Domestic Security Implications of UN Peacekeeping – D-SIP

Info

Start date: 1 August, 2018 End date: 31 July, 2024 Project type: Research projects in countries with extended development cooperation (earlier Window 1) Project code: 17-05-DIIS Countries: Ghana Thematic areas: Conflict, peace and security, State building, governance and civil society, Lead institution: Danish Institute for International Studies (DIIS), Denmark Partner institutions: Danish Institute Against Torture (DIGNITY), Denmark Kofi Annan International Peacekeeping Training Centre (KAIPTC), Ghana University of Ghana (UG), Ghana Project website: go to website (the site might be inactive) Project coordinator: Peter Alexander Albrecht Total grant: 9,943,996 DKK

Project summary

Participation of developing countries in institutions of global governance is key to the promotion of peace, security and stability. This project investigates links between UN peacekeeping contributions, domestic security provision and drivers of stability in Ghana. By generating knowledge on how participation in international peacekeeping shapes the legitimacy and effectiveness of security institutions and practices in troop contributing countries, it offers insight into dynamics of peace- and state building. The project tests the hypotheses that global peacekeeping participation: a) results in the assembling of new practices, norms and discourses that shape the organization and provision of domestic security in public and private domains, b) strengthens the legitimacy and effectiveness of domestic security organization and provision, and c) promotes national security interests and drivers of regional stability. To explore the correlation between peacekeeping participation and domestic security, the notion of ‘peacekeeping assemblages’ is introduced. This notion draws attention to how security is structured by local-global and private-public relations, thus calling for a reassessment of more state oriented approaches to security provision and peacekeeping.

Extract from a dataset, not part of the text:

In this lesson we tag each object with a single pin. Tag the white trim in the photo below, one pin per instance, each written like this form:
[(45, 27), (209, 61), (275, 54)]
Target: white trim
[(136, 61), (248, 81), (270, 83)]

By showing how the global is productive of the local, the project contributes to scholarly debates on entanglements of institutions, actors, practices, norms and discourses, and the production of novel forms of security governance. The project thus fills a significant empirical and theoretical knowledge gap on the side effects of peacekeeping on troop contributing countries in the global South. Furthermore, it contributes to international policy-making on the promotion of legitimate security institutions, stabilization and conflict prevention through participation in global governance. The project is implemented by a consortium of Danish and Ghanaian research institutions, and will strengthen research capacity and international competitiveness in the areas of security and peacebuilding, and enhance South-South and North-South research partnerships.

Outputs

Midterm report:

While COVID-19 slowed down progress of the project during 2020, pace picked up again during 2021. Fieldwork was carried out, and second drafts of articles for a special issue of Contemporary Journal of African Studies (CJAS), a University of Ghana-based journal, focusing on the relationship between policing and peacekeeping were finalized. Several blog posts, newspaper articles, reports and policy briefs have been produced, while policy briefs exploring the link between the military's engagement in internal operations and international peacekeeping are under way. Many other publications are at different stages of development. All key researchers are contributing to the special issue, but apart from that joint research activities have proven difficult during the pandemic, not leas because it has been difficutl to travel to the region, especially during 2020. In August 2021 we will plan the next combined meeting and writing retreat to work on data collected during 2021. The three PhD students of D-SIP have passed their mandatory course work at University of Ghana and are starting their fieldwork before they come to Copenhagen for three months stay from August 2021, where they will spend most of the time writing. Apart from the methodology workshops we already organized (in Accra in 2019 and online in 2021), we are carrying out a PhD course and masterclass for them together with the Diaspora Humanitarianism in Complex Crises (D-Hum) program.